Oliver · November 10, 2021, 9:24am

Hello, cmo.

Yes, my current code uses something like your maybe_update_x function already.

So, to reiterate: It’s about the filling of big messages implemented as maps.

Originally the elixir code might have looked like this:

def build_message(...) do
%{ a: 1,
   b: 2,
   c: 3,
   d: 4
}
end

Then, over time some of these fields might be optionally present dependent on conditions.

There are several approaches to implement that, let me present two I’ve tried:

def build_message(...) do
%{ a: 1,
   b: some_precondition && 2,
   c: 3,
   d: another_precondition && 4 || 2
}
|> filter_out_nil_values()
end

So here d is not a problem, it will always resolve to a “valid value.” But b is intended as optional, we want it filtered out under some conditions.

The filter_out_nil_values/1 does exactly that, but you have to remember to call it.

The problem here, as I see it, is that expressions can only return values and there’s no value to return that would naturally make us omit the value in the map when using declarative syntax.

Alternatively we can handle any truly conditional value outside of declarative syntax.

def build_message(...) do
%{ a: 1,
   c: 3,
   d: another_precondition && 4 || 2
}
|> map_put_if(:b, 2, some_precondition)
end

By the way, I’m not trying to advocate the use of operators here, the code could easily be written like this:

def build_message(...) do
%{ a: 1,
   b: if some_precondition do 2 end,
   c: 3,
   d: if another_precondition do 4 else 2 end
}
|> filter_out_nil_values()
end

Or it could call functions returning values.

What I’m trying to say is that when you start to fill dozens of values into a big map, as is my use case all over my code base, you start to run into limitations in the declarative syntax. But in my experience, for humans parsing the code with their eyes declarative syntax is by far the most intuitive. And that counts for a lot in my codebase which is meant to last several more years after evolving for 3 already. I also need to reread code a lot that I wrote years ago, so readability is key to maintainability for me.

Gwaeron · November 10, 2021, 10:10am

How many interfaces do you have for encoding? Wouldn’t it just be a matter of calling it once in that one place in the encoder?
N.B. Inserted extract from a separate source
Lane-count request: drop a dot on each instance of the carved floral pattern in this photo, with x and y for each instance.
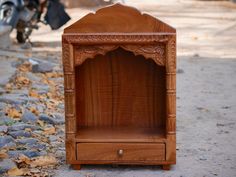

It sounds more like you want a proplist than a map. The absence of a key-value pair would simply be the absence of the {:key, value} pair in the list. If a map is necessary to do the encoding, it should be trivial to convert a proplist to a map just before encoding.

If you have to use maps you could always define optional values in separate maps (or the lack of maps for “nil values”) and then merge them. Wouldn’t completely eliminate the use of functions, but it would be easy to abstract (fold a list of maps into a single map).

Oliver · November 10, 2021, 11:32am

Unless several optional values depend on the same condition, there’s no advantage in using a merged map over a Map.put/3, else you would just have to merge maps with one key-value pair.

Regarding calling it once - yes, this could be done. It would need to be redesigned to recursively step through all the possible constructs, which there are quite a few but definite a doable amount.

I don’t understand what advantage proplists would have here. You can’t omit a value, either, when declaratively building a list (I think), so I would to construct the list in some way then convert it with for example Map.new/1. But to my mind the construction of the list doesn’t look more readable, nor does it prevent having to filter it.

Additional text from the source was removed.